Esperei por este filme como quem espera por um presente. Borbulhei de ansiedade, mas tentava moderar as expectativas, pois a desilusão está sempre à espreita. No entanto, não desta vez. Tudo estava no lugar correto, na medida certa. Noah Baumbach, Scarlett Johansson, Adam Driver ofereceram um filme de excelência.

«Marriage Story» é o relato do fim do casamento de Nicole (Scarlett Johansson) e Charlie (Adam Driver) e, como pudemos antecipar pelos dois trailers, o filme mostra as perspetivas de ambos. Nicole é atriz e a musa de Charlie, este é encenador e o ídolo dela. Juntos têm um filho, Henry (Azhy Robertson), juntos têm uma vida em Nova Iorque, e juntos são a base de uma pequena companhia teatral. Porém, esta unidade será abalada quando surge a oportunidade de Nicole integrar o elenco de uma série de televisão. Contrariando a vontade de Charlie, Nicole decide aceitar o desafio e regressar a Los Angeles, a sua cidade natal, levando consigo Henry.

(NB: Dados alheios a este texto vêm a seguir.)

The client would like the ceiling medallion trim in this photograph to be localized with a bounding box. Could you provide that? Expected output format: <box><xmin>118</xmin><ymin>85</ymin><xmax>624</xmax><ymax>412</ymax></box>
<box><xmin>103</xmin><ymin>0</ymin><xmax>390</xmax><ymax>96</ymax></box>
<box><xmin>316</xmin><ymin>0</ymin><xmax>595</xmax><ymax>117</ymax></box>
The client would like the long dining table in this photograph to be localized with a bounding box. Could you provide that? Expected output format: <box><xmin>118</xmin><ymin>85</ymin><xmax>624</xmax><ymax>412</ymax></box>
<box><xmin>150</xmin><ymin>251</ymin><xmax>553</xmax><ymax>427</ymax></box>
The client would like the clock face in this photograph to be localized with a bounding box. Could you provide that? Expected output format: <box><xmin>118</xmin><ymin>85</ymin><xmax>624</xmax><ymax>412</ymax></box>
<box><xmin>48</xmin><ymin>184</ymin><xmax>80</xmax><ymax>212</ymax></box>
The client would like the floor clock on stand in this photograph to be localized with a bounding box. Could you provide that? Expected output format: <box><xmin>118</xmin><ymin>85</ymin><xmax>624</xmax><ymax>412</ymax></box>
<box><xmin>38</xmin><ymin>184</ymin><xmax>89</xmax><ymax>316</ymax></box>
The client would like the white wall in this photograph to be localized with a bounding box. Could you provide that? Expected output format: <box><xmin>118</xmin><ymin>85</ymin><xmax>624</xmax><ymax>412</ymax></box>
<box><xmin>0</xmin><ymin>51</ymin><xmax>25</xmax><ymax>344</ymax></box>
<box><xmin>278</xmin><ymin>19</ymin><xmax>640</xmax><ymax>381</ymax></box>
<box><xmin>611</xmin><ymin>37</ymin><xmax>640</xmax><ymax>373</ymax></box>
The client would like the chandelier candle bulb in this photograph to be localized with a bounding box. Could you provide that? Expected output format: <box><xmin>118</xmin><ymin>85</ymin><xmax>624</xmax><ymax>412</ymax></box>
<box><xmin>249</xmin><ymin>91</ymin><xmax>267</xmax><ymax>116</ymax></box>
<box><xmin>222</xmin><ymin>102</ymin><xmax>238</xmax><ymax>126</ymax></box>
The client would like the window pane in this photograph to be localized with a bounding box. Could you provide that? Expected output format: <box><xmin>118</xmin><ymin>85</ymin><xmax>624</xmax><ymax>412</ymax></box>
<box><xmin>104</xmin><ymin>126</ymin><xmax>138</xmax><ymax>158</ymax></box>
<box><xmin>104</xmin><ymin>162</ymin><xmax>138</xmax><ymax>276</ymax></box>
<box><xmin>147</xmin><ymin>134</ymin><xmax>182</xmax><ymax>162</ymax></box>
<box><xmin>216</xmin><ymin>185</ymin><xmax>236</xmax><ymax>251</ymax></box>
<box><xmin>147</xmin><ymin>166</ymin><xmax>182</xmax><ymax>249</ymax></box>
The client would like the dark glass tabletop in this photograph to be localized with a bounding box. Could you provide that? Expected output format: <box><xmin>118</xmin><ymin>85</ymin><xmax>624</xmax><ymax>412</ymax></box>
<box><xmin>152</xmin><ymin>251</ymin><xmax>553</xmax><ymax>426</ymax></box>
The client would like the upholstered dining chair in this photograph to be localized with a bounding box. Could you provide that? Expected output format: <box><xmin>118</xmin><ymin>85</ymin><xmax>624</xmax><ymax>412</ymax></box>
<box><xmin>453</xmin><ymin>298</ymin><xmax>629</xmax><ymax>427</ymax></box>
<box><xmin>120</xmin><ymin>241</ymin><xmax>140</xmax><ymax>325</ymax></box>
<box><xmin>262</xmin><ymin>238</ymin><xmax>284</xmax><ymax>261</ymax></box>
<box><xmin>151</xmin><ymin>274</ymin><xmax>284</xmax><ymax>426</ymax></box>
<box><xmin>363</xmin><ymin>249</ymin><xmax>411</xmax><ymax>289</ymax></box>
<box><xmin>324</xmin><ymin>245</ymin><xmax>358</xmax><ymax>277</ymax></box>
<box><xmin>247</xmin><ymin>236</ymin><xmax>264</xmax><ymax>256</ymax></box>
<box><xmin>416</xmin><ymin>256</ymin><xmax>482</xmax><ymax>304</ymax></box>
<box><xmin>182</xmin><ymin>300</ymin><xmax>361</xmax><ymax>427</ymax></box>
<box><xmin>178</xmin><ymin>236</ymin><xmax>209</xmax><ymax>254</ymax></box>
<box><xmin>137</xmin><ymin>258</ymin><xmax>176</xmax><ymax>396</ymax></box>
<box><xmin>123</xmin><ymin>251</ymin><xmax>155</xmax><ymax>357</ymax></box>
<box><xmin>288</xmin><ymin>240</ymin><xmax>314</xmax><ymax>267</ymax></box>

Aqui trava conhecimento com Nora Fanshaw (Laura Dern), advogada especializada em divórcios, dando assim o passo definitivo para um doloroso processo de divórcio.

A partir daqui acompanhamos discussões, frustrações, amargura, todavia não deixa de haver amor, muito amor e alguns risos. O filme apanha-nos. Baumbach captou a realidade e por isso sentimos empatia com toda a história. Isto porque há um cuidado em ser fiel e honesto revelado não só no próprio argumento, quando tenta que o ponto de vista de um protagonista não se imponha ao do outro, quando faz as contas à vida por causa dos honorários dos advogados, quando não se esquece dos problemas quotidianos – como um portão que não fecha por falta de eletricidade ou uma cadeira para as crianças que não está bem colocada no carro alugado. Como também esse cuidado se verifica na ausência de movimentos muito elaborados da câmara ou de efeitos especiais, a câmara como que observa, sem fazer juízos.

Mas se não fossem as representações tanto de Driver e Johansson, como igualmente dos atores secundários, que muitas vezes roubam o palco aos protagonistas, talvez o filme não tivesse a mesma força, o mesmo impacto. Há uma entrega total de cada um deles, as representações sugam-nos em cada gesto, a palavra atinge-nos, do simples pedido de uma sandes, à violenta e cruel discussão entre Nicole e Charlie, dentro de quatro paredes, consumidos pela raiva e pelo desespero.

Com seis nomeações para os Globos de Ouro, «Marriage Story» é um belo filme, um belo presente que todos podem abrir na Netflix.